À quoi servent des capacités d'intervention et de projection ? Tout d'abord à défendre nos compatriotes et nos intérêts où qu'ils soient et non pas à être en permanence aux ordres de puissances étrangères pour défendre des causes qui ne nous concernent en rien. Les jeunes Français qui s'engagent dans notre armée le font pour servir la France et non pour servir telle ou telle puissance étrangère, comme les gouvernements successifs ne cessent de le faire.

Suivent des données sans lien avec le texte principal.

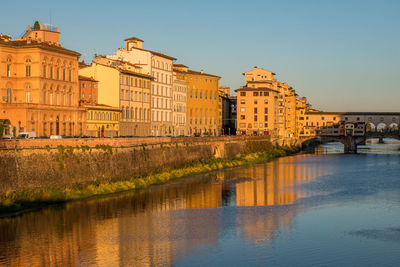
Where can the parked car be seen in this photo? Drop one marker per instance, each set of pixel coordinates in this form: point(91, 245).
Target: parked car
point(8, 137)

Combien de centaines de millions d'euros ont-ils été dépensés dans une aventure aussi inconséquente que l'expédition libyenne ? Le Président de la République a évoqué récemment la situation au nord du Mali et on réfléchit à la participation de la France à une action internationale. Or la situation critique dans cette région est une conséquence directe de la désastreuse intervention en Libye.

En réponse à une question écrite que j'ai posée en septembre, vous m'avez répondu, monsieur le ministre, que le groupement médico-chirurgical installé dans le camp de réfugiés de Zaatari en Jordanie induisait un surcoût de 2 millions d'euros par période de six semaines. Ces millions servent en réalité à porter assistance à des djihadistes internationaux, ceux-là mêmes que nos soldats combattent depuis huit ans en Afghanistan. Là encore, où est la cohérence ?

La défense nationale a besoin d'investissements massifs mais surtout d'investissements intelligents car la France a besoin d'être défendue de manière efficace. Notre politique de défense a surtout besoin d'une ligne claire d'indépendance nationale et non d'une politique d'intervention systématique dans des conflits qui ne concernent ni la France ni les Français.